Procedural Attachments

A more complicated rule, drawn from the categorial grammar in the appendix is as follows:

  backward_application rule
  (synsem:Z,
   qstore:Qs)
  ===> 
  cat> 
    (synsem:Y,
     qstore:Qs1),
  cat> 
    (synsem:(backward,
             arg:Y,
             res:Z),
     qstore:Qs2),
  goal>
    append(Qs1,Qs2,Qs).

Note that the goal in this rule is specified after the two category descriptions. Consequently, it will be evaluated after categories matching the descriptions have already been found, thus ensuring in this case that the variables Qs1 and Qs2 are instantiated. The append(Qs1,Qs2,Qs) goal is evaluated by ALE's definite clause resolution mechanism. goal> attachments are always evaluated in the order they are specified relative to the enforcement of cat> and cats> daughters, from left to right. All possible solutions to the goal are found with the resulting instantiations carrying over to the rule. These solutions are found using the depth-first search built into ALE's definite constraint resolver. In general, goals may be interleaved with the category specifications, giving the user control over when the goals are fired. Also note that goals may be arbitrary cut-free ALE definite clause goals, and thus may include disjunctions, conjunctions, and negations. Cuts may occur, however, within the code for any literal clause specified in a procedural attachment. The attachments themselves must be cut-free to avoid the cut taking precedence over the entire rule after compilation, thus preventing the rule to apply to other edges in the chart or for later rules to apply. Instead, if cuts are desired in rules, they must be encapsulated in an auxiliary predicate, which will restrict the scope of the cut. For instance, in the context of a phrase structure rule, rather than a goal of the form:

  goal>
    (a, !, b)

it is necessary to encode this as follows:

  goal>  
    c

where the predicate c is defined by:

  c if 
    (a, !, b).

This prevents backtracking through the cut in the goal, but does not block the further application of the rule. A similar strategy should be employed for cuts in lexical rules.

As a programming strategy, rules should be formulated like Prolog clauses, so that they fail as early as possible.

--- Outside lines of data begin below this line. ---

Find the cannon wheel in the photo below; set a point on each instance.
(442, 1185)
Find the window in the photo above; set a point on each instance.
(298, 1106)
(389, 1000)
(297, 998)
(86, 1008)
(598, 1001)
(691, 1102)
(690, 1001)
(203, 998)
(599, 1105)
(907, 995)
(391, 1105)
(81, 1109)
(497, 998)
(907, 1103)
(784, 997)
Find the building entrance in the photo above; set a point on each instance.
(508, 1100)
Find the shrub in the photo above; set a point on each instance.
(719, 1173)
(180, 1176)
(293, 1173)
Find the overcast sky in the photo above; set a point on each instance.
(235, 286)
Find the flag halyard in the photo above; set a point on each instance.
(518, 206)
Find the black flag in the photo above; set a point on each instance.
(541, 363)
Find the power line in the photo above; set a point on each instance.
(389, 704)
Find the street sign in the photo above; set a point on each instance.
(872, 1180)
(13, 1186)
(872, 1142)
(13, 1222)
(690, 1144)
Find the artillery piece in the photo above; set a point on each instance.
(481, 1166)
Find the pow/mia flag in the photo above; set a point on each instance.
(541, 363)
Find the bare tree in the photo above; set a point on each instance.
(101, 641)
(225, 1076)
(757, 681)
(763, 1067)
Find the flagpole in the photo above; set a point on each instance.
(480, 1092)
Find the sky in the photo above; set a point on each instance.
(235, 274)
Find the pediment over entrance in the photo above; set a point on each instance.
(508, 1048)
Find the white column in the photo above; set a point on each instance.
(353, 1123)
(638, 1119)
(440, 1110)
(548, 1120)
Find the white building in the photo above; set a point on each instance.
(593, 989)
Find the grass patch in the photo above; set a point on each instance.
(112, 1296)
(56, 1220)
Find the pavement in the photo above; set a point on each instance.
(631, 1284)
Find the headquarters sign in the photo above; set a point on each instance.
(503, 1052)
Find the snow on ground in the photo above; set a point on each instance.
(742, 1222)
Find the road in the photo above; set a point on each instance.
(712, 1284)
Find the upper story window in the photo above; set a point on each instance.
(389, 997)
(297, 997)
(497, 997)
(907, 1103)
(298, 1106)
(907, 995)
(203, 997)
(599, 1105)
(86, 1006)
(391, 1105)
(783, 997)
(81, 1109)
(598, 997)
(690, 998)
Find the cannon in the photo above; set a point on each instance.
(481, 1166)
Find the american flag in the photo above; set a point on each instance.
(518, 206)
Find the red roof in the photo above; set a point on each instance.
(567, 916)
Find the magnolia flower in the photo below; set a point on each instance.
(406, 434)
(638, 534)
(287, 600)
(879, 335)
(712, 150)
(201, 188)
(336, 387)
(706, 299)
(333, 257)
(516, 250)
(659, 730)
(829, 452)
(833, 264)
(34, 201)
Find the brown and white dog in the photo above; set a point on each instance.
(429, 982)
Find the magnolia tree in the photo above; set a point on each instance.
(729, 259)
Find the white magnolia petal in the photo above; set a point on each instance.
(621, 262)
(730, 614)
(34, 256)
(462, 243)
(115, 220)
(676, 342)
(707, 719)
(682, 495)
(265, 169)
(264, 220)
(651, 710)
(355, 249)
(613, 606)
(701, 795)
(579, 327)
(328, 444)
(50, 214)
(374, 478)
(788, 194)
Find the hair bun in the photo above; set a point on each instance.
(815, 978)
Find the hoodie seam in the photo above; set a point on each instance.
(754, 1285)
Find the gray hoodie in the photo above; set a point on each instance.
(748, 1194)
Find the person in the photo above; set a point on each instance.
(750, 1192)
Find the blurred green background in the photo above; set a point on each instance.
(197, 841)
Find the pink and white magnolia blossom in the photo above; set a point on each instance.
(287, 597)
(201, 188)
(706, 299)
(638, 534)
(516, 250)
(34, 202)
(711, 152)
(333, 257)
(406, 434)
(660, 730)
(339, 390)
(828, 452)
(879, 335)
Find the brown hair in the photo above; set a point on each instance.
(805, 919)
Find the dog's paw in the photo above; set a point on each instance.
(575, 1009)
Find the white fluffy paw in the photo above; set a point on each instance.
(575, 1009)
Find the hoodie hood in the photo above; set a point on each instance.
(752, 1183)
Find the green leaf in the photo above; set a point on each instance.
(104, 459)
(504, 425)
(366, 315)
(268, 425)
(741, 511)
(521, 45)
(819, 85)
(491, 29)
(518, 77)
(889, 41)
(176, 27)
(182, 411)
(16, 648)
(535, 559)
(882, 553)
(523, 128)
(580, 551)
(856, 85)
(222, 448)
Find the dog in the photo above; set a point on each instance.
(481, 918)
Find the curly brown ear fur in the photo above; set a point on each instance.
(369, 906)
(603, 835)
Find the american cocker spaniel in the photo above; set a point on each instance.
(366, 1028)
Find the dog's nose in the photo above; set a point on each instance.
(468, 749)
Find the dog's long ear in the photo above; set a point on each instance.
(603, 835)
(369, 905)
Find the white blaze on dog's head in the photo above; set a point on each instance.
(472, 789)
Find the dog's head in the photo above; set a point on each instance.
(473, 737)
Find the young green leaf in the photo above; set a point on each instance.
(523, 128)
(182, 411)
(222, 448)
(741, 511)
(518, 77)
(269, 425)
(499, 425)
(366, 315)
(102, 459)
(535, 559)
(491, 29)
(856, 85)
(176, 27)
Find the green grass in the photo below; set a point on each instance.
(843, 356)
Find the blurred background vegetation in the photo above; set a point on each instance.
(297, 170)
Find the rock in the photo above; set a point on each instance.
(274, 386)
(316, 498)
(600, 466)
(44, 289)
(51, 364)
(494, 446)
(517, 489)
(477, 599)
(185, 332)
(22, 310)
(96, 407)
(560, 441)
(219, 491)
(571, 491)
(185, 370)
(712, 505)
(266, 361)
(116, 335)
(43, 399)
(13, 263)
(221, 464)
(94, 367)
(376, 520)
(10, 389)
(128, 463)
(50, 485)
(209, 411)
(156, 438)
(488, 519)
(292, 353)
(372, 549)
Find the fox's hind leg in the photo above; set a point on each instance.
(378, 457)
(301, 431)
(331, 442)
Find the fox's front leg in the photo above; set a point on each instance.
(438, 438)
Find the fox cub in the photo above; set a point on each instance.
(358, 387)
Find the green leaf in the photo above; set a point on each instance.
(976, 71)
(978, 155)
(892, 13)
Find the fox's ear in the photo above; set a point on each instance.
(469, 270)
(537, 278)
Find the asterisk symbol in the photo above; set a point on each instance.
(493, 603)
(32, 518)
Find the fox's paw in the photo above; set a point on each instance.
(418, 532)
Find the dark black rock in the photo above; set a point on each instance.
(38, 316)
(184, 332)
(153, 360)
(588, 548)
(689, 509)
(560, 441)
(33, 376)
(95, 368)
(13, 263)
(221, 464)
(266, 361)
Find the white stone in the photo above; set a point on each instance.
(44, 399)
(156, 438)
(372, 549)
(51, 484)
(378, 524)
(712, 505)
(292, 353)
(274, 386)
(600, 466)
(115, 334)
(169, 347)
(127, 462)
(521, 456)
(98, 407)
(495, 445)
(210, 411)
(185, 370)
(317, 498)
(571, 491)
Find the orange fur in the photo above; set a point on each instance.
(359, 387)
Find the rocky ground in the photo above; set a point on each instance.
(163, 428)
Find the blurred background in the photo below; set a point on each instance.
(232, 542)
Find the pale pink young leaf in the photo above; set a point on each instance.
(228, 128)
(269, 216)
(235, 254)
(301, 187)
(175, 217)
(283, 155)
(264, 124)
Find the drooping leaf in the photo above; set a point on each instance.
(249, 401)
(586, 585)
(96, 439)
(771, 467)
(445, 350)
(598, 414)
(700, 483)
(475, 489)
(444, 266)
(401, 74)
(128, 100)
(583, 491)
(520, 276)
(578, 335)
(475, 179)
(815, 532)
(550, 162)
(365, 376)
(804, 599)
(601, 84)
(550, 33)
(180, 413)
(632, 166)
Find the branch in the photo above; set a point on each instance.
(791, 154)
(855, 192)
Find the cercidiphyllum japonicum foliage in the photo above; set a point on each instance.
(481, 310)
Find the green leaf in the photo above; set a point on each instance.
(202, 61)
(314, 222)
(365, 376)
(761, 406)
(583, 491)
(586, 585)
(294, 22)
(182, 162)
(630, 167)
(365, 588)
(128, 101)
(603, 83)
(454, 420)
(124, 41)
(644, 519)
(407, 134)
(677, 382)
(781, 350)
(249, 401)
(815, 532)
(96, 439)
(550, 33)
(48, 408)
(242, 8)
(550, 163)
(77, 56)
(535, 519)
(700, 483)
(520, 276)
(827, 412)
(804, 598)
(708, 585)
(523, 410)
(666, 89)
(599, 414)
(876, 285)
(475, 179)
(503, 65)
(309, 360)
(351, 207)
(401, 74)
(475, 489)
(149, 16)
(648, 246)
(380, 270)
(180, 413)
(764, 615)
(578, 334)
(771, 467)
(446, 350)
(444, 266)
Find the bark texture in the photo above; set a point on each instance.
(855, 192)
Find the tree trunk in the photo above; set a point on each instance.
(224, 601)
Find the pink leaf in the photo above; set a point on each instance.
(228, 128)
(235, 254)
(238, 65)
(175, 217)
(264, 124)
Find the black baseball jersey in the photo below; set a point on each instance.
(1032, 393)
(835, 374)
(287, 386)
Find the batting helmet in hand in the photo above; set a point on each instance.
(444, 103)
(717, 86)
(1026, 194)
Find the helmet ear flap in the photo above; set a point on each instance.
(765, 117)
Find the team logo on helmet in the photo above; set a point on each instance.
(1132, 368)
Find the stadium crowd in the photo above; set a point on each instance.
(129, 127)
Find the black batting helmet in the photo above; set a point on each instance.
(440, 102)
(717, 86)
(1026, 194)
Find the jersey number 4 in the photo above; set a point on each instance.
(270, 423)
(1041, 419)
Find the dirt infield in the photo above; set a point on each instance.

Thus the features that discriminate whether a rule is applicable should occur first in category descriptions. The only work incurred by testing whether a rule is applicable is up to the point where it fails.

Just as with PATR-II, ALE is RE-complete (equivalently, Turing-equivalent), meaning that any computable language can be encoded. Thus it is possible to represent undecidable grammars, even without resorting to the kind of procedural attachment possible with arbitrary definite clause goals. With its mix of depth-first and breadth-first evaluation strategies, ALE is not strictly complete with respect to its intended semantics if an infinite number of edges can be generated with the grammar. This situation is similar to that in Prolog, where a declaratively impeccable program might hang operationally.